Son yıllarda bu afiş sosyal medyada tekrar moda oldu, türlü türlü geyik versiyonları çıktı ortaya, çizenin kemiklerinin sızlıyor olması muhtemel. Gelinen son nokta:
5. Sene 1943. Westinghouse Electric şirketi tarafından çalışanların moralini yerine getirmek için tasarlanmış “gücümüz her şeye yeter” posteri. Amerikan erkekleri cephede savaşta olabilir ama arkada kalan cefakar kadınlar, nam-ı diğer “Rosie the Riveter”lar da bu işi kıvırır, endişeye mahal yok diyor kabaca. 1940’lardaki amaç o olmasa da afiş, 1980’lerde feminizm savunucuları tarafından kadın çalışma gücünü yüceltme amacıyla bol bol kullanıldı. Çizen J. Howard Miller.
6. Sene 1946. Pin-up kızları furyası. Dönemin güzel kadınlarının resimlerinden milyonlarca basılıp satılıyor. Özellikle savaş dönemlerinde orduda dağıtılıyor. Moral motivasyon önemli tabii. Amerikan kültürünün vazgeçilmezlerinden. E Amerikan kültürü deyip de tüketim demeyince dövüyorlar adamı. Bugün bize buzz gibi kolasını satarken Ramazan’da aile saadeti motifini kullanan Coca-Cola, o dönemde pin-up kızları üzerinden satış yapıyordu. Nabza göre şerbet. Neyse ne, biz her türlü seviyoruz tüketim çılgınlığını!!!! Grafiker Haddon Sundblom.

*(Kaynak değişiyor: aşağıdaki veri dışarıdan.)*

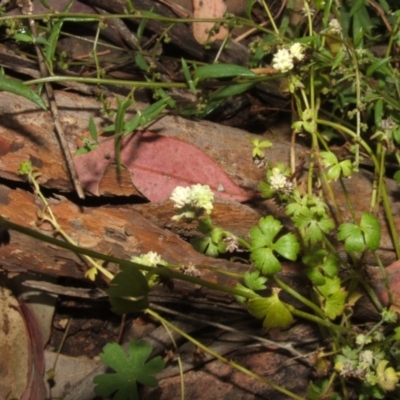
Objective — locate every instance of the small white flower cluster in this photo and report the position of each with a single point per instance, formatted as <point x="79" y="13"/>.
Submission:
<point x="151" y="259"/>
<point x="191" y="270"/>
<point x="280" y="182"/>
<point x="232" y="243"/>
<point x="191" y="200"/>
<point x="334" y="26"/>
<point x="283" y="60"/>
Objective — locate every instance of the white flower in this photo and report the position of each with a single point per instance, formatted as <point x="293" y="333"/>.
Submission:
<point x="181" y="196"/>
<point x="297" y="51"/>
<point x="282" y="61"/>
<point x="191" y="200"/>
<point x="334" y="26"/>
<point x="151" y="259"/>
<point x="279" y="182"/>
<point x="366" y="356"/>
<point x="202" y="197"/>
<point x="361" y="339"/>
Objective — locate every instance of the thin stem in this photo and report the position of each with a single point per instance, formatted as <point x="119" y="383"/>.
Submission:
<point x="223" y="359"/>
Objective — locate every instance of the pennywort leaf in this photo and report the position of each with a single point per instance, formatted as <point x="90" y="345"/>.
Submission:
<point x="129" y="370"/>
<point x="272" y="310"/>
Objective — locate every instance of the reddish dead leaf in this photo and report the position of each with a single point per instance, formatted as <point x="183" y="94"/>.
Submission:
<point x="157" y="165"/>
<point x="20" y="367"/>
<point x="208" y="9"/>
<point x="393" y="274"/>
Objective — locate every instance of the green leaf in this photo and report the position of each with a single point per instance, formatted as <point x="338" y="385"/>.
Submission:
<point x="192" y="84"/>
<point x="352" y="236"/>
<point x="265" y="261"/>
<point x="334" y="304"/>
<point x="130" y="370"/>
<point x="272" y="310"/>
<point x="328" y="158"/>
<point x="223" y="71"/>
<point x="128" y="290"/>
<point x="23" y="37"/>
<point x="222" y="94"/>
<point x="18" y="88"/>
<point x="264" y="234"/>
<point x="287" y="246"/>
<point x="334" y="296"/>
<point x="331" y="286"/>
<point x="381" y="65"/>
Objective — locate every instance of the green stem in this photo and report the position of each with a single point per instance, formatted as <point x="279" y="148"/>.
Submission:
<point x="163" y="271"/>
<point x="299" y="297"/>
<point x="223" y="359"/>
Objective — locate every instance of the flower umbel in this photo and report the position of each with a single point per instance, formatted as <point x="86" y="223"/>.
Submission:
<point x="282" y="61"/>
<point x="297" y="51"/>
<point x="151" y="259"/>
<point x="280" y="182"/>
<point x="192" y="200"/>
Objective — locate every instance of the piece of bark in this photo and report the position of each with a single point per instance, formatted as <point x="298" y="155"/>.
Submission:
<point x="180" y="34"/>
<point x="121" y="232"/>
<point x="26" y="133"/>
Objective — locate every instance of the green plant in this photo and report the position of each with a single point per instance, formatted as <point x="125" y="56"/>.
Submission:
<point x="344" y="94"/>
<point x="130" y="370"/>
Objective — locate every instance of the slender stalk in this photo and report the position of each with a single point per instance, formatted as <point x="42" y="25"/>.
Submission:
<point x="223" y="359"/>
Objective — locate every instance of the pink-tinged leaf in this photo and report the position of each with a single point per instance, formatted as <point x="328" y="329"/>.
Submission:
<point x="21" y="370"/>
<point x="157" y="165"/>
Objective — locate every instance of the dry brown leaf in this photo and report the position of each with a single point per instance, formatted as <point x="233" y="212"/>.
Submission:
<point x="19" y="376"/>
<point x="208" y="9"/>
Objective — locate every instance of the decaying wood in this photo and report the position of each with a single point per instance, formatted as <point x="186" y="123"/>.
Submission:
<point x="26" y="133"/>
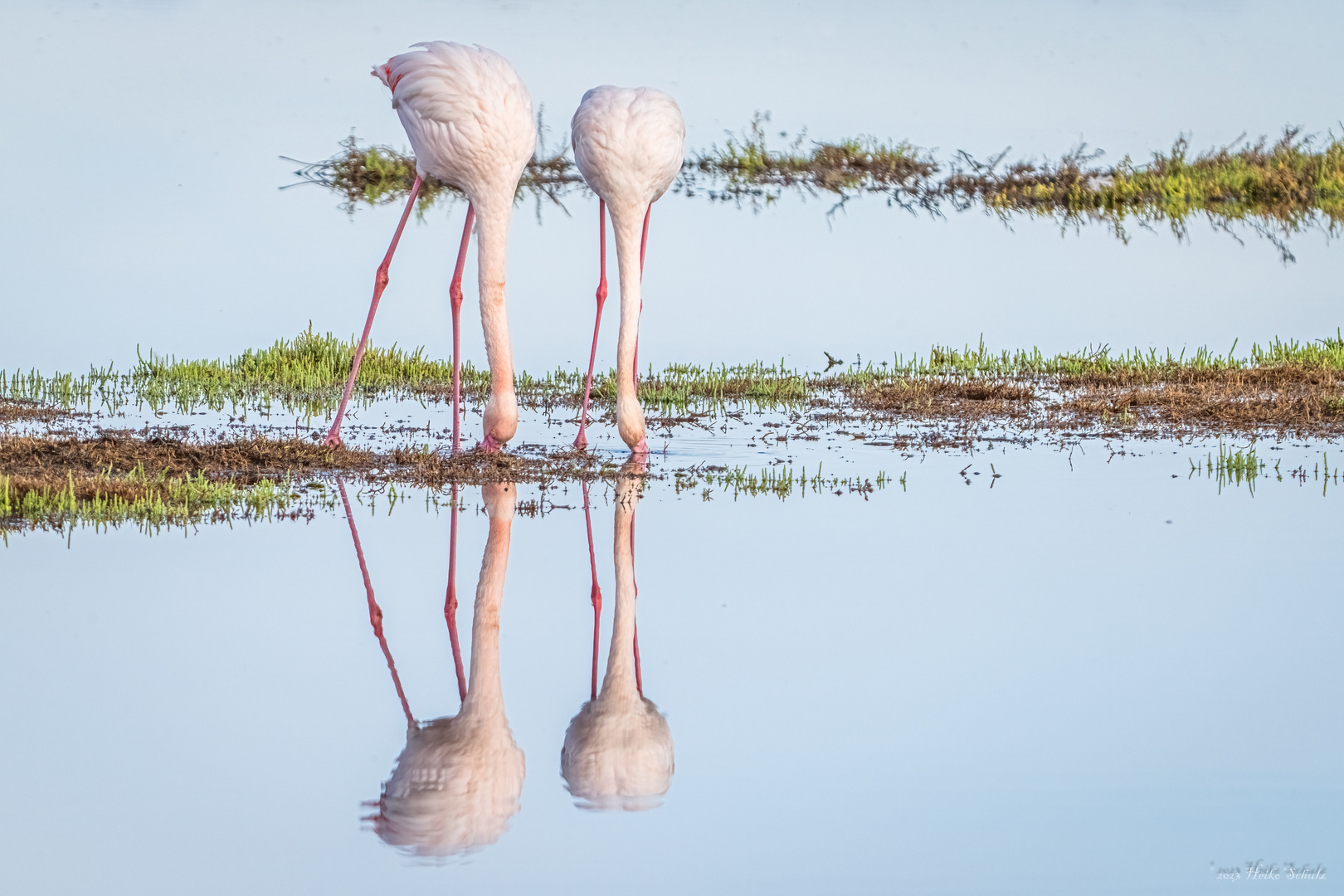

7. Sene 2008. ABD’nin 0 kilometre Başkan adayı Obama’nın yaratıcı seçim kampanyasının en akılda kalan tarafı. Üç farklı versiyonu var bu afişin; “değişim”, “ilerleme” ve soldaki “umut”. Obama Başkan seçildi, yetmedi bir daha seçildi. Kendisi memleketin ilk siyahi Başkanıdır, ki bu başlı başına değişim göstergesidir. Ama bunun dışında bu çiçekli böcekli vaatler yerine geldi mi orası muallak. Çizen Shephard Fairey.
Kaynaklar:
zipisleri.blogspot.com.tr/
Wikipedia
“Çağa Katılma Mücadelesi – Doğan Kuban” başlıklı yazımız ilginizi çekebilir…
Yayınladığımız son içeriklere göz atmak isterseniz…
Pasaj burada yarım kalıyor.